Batissant parfaitement sur les ébauches post-punk indus de LP tout en améliorant significativement sa qualité d’écriture, Head Of David signe l’un des plus gros coups de maitre de la scène post-punk « extrême » de la fin 80 avec un Dustbowl en tous points excellents. À l’instar de ses prédécesseurs Killing Joke ou Public Image Ltd, le groupe réussit à se montrer accrocheur et efficace dans un registre pourtant particulièrement abrasif de prime abord, faisant de chaque titre de l’album un missile ultra mémorable!

Bien que resté globalement sous-terrain, Dustbowl aura un impact énorme sur le metal industriel des années 90, sa diffusion (notamment outre-Atlantique) ayant été aidé par un passage remarqué du groupe chez John Peel durant l’été 1987. Pour autant, Justin Broadrick peinera à pleinement satisfaire ses envies d’exploration au sein de Head Of David, et après avoir déjà quitté Napalm Death pour des raisons similaires, il quitte le groupe dès 1988 pour retrouver G.C. Green et Paul Neville chez Fall Of Because, qui deviendra Godflesh en 1989, et avec qui il écrira une nouvelle grosse page de l’histoire du metal industriel avec l’album Streetcleaner.
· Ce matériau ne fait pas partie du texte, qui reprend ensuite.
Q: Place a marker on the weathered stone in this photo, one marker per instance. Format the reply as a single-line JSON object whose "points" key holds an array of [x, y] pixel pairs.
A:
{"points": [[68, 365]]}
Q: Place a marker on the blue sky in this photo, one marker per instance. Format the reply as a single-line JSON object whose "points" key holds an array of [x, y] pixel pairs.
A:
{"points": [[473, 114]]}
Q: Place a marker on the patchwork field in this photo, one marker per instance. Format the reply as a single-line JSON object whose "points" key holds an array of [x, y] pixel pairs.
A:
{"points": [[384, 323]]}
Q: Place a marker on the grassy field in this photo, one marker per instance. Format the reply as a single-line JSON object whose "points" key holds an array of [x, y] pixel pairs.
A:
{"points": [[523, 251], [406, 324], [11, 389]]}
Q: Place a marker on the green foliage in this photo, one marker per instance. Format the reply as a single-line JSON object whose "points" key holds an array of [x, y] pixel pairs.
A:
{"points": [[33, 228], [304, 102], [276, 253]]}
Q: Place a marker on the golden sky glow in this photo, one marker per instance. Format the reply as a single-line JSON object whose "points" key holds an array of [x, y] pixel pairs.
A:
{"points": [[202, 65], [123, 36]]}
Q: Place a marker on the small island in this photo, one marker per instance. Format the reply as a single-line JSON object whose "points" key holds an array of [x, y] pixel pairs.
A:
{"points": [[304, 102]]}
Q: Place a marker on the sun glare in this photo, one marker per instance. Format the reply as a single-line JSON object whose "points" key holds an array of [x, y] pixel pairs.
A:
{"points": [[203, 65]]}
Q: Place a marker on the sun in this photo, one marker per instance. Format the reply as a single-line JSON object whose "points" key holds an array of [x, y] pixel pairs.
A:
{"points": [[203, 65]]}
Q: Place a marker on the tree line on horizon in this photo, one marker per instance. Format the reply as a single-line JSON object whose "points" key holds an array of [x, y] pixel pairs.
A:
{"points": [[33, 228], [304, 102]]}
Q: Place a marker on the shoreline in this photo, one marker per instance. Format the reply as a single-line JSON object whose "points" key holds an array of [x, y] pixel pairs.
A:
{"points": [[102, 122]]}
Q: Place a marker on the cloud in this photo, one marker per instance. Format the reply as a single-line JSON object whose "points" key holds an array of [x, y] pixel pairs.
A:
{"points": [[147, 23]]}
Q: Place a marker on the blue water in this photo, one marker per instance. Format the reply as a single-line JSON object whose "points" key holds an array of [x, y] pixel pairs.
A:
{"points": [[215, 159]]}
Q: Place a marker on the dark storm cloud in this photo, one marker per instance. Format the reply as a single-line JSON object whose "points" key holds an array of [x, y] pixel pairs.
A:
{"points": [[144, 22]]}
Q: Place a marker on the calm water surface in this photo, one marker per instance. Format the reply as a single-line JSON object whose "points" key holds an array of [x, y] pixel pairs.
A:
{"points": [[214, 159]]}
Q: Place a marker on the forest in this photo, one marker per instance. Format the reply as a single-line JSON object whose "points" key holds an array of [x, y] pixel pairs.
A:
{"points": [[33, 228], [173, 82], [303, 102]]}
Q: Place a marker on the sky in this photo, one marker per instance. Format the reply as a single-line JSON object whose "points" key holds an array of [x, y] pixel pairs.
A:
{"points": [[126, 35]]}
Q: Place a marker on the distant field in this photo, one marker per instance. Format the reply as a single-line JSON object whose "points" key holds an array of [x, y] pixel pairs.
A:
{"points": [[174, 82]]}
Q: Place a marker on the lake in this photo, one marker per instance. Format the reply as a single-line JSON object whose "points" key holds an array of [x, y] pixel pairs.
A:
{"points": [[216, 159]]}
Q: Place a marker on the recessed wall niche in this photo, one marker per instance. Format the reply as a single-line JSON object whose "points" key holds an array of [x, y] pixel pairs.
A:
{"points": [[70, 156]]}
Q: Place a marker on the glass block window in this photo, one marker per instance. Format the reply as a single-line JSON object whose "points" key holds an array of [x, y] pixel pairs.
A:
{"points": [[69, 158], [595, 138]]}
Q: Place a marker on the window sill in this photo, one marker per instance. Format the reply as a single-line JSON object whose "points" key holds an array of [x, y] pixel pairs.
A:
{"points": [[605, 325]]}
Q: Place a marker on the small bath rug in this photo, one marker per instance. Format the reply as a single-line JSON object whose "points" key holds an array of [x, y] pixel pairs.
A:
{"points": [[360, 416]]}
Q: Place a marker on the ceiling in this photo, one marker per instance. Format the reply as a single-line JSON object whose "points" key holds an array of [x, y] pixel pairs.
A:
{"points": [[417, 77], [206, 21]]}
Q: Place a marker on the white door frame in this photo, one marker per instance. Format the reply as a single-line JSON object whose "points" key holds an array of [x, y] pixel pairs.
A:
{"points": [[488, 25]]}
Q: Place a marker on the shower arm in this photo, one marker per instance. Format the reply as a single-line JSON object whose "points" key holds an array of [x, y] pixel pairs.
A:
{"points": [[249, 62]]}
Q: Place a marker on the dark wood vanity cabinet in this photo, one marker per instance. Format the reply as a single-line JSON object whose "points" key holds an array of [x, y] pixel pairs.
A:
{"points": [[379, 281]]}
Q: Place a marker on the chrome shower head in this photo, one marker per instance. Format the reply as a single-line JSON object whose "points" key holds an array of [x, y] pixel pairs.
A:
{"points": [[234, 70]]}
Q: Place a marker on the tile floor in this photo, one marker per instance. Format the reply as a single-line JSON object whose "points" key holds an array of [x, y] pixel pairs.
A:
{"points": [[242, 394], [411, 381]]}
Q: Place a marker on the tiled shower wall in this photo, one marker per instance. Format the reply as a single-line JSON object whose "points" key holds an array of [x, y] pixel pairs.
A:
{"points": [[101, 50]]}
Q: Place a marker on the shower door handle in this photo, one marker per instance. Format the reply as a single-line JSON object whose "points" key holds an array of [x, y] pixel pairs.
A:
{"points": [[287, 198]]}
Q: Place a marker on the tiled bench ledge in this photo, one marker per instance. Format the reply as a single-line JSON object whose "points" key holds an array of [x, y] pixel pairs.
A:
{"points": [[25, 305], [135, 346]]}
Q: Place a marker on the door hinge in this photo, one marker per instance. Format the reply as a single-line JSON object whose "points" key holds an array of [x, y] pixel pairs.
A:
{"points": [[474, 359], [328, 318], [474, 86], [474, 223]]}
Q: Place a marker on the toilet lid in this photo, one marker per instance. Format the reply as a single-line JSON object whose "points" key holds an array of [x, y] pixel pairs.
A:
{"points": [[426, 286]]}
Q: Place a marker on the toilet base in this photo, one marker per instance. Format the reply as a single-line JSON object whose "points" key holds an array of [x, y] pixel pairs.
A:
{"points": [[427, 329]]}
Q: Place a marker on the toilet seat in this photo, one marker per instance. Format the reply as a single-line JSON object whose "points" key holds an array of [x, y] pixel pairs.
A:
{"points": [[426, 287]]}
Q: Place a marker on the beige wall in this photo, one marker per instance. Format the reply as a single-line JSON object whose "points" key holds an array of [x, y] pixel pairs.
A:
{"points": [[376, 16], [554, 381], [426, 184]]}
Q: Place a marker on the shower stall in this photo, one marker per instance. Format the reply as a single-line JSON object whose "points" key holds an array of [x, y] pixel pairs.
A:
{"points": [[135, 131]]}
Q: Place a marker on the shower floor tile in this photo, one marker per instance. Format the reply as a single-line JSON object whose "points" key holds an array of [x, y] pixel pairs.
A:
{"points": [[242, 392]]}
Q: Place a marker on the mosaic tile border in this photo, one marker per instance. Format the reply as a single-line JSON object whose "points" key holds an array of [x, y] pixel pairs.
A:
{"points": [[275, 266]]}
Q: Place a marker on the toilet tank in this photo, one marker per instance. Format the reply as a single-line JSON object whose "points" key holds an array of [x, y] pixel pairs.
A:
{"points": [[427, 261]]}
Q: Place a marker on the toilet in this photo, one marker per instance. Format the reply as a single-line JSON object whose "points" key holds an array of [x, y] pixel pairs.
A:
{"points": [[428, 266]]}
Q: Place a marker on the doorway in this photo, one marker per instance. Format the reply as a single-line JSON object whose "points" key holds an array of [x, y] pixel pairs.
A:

Le bassiste David Cochrane quittera également le navire en 1989 pour rejoindre un autre groupe indus appelé à réaliser de grandes choses, God (où Justin Broadrick jouera également une poignée d’année plus tard). Le reste de la troupe reviendra en studio en 1990 pour l’enregistrement d’un ultime album, le tout aussi excellent Seed State, qui prendra une direction post-punk plus dansante mais n’aura malheureusement pas le succès escompté et précipitera la fin du groupe malgré sa qualité.